Nonetheless, there are some innovative entrepreneurs out there who come up with a very promising FinTech solution. Some of these entrepreneurs are driven by the goal of having a secured source of income that is stable and assured, which mostly come from being employed. As with entrepreneurship, the income streams is uneven; some months it is a lot, while some it is little to none.
Such entrepreneurs who come up with FinTech startups might harbor dreams of one day being acquired by a big bank, which will also rope them into the organization as employees. Of course, it could also go the other way; the bank buys the startup and gives the owner a one-off lump sum payment.
Well, market experts say that though that is possible, chances are high it will not happen. Camilla Swart, the ecosystem manager at Rise (now rebranded to Absa) the startup space established by Barclays in Cape Town back in 2015; says though banks could go for acquisition router, it probably will not.
“Absa has the capability to do acquisition, but what seems to be working well – a win-win – is the contractor-supplier relationship. We can partner while it makes sense and this gives the startup the autonomy in some situations to diversify the client group,”said Swart as cited by Disrupt Africa.
PS – Barclays bank runs TechStars-powered accelerator program through Absa.
Stuart van der Veen, the disruption lead in Nedbank’s corporate and investment banking team South Africa also shares the same views. He believes when a bank acquires a startup, it will destroy all the advantages the given startup enjoyed while it was operating as a small, uniquely talented and highly focused team.

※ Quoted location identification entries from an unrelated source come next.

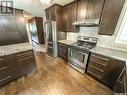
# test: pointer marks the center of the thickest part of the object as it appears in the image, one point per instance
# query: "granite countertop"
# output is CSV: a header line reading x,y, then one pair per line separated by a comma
x,y
67,42
15,48
120,55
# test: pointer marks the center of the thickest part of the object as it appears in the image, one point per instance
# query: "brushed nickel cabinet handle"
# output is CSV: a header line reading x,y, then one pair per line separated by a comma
x,y
121,74
3,68
105,59
95,75
1,59
8,77
100,70
99,63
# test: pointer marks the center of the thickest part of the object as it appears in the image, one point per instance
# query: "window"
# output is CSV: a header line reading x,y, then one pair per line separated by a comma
x,y
122,30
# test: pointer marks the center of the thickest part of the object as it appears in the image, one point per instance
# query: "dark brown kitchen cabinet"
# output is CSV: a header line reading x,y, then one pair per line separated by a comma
x,y
82,10
69,16
95,9
8,69
89,9
50,14
55,13
105,69
63,51
16,65
12,28
36,29
26,62
121,85
111,12
20,23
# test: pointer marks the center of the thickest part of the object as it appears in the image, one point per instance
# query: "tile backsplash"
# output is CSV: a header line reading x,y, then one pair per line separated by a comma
x,y
103,41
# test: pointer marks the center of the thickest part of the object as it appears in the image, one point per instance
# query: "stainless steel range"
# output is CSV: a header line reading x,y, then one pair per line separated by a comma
x,y
79,52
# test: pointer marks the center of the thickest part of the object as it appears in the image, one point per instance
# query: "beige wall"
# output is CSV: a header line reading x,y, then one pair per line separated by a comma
x,y
103,41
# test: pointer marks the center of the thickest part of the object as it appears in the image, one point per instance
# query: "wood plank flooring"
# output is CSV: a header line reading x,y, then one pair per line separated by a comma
x,y
55,77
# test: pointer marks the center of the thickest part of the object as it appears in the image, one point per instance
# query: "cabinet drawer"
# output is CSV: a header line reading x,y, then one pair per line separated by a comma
x,y
98,67
24,54
100,60
98,75
63,46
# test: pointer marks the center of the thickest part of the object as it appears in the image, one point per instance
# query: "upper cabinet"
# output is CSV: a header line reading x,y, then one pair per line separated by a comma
x,y
69,16
89,9
55,13
110,16
13,29
82,10
95,9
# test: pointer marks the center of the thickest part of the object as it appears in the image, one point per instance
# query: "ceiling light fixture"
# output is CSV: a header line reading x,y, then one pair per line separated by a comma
x,y
45,1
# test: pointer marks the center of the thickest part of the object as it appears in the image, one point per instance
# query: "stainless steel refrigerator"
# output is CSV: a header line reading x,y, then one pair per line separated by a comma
x,y
51,37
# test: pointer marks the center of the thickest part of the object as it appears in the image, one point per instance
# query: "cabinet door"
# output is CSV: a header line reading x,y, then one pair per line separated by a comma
x,y
11,32
95,9
2,34
65,18
110,16
69,16
105,69
82,10
26,61
50,14
63,51
20,24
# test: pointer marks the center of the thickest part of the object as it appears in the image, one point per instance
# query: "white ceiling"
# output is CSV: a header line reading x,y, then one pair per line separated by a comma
x,y
35,7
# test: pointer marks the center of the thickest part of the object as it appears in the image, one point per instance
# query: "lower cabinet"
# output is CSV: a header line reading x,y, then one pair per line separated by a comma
x,y
63,51
26,61
16,65
121,85
105,69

“FinTechs will succeed where banks can’t because they are incredibly adaptable and creative. Attributes that traditionally have not survived in the banking sector,” said Stuart.
In sharp contrast to the views above, a recent Global FinTech report by PwC, reveals that 50% of banking institutions were planning to acquire a FinTech startup within the next three to five years. So the intentions are apparently there, but does it mean banks will go forth to acquire the startups?

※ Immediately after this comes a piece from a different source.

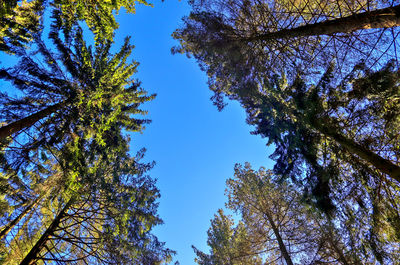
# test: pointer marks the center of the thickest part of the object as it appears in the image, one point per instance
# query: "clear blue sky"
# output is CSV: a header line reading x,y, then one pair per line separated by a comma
x,y
195,146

“Banks still prefer to interact with FinTech startups as vendors, as it is quite difficult to come by a company that can fit in completely to their existing business models and provide returns,” said Gorge Wakari, the VP of cash management at Citibank Kenya.
His views were echoed by Paul Mitchell, a FinTech and blockchain lead at PwC South Africa who says it was difficult for banks to acquire startups as the metrics that make both companies work are entirely different.
“A business that is set up to run an existing model – for example a corporate is very different from a startup. The metrics are set up for efficiency, failure is failure, there are dress codes, piles of admin…”
The co-founder and chief investment officer at Startupbootcamp Africa, Zachariah George believes that the level of M&A activity could reduce with time.
“Big banks have wisened up to the fact that they cannot run FinTech companies with the mindset of a large organization with its long compliance, legal, and infrastructure checklists. Instead, they are rather partnering commercially with FinTechs through accelerator programs like Startupbootcamp Africa, whereby they do not necessarily own the IP that was created by the particular FinTech venture, but rather commercially benefit through revenue sharing, white labeled solutions, transaction-driven revenues and joint ventures.” Said, George.
Not to discourage you (a FinTech startup founder) but the prospects of a big bank acquiring your startup look not so promising. Though evidence suggests otherwise (that it is possible), experts advise you not to hold your breath.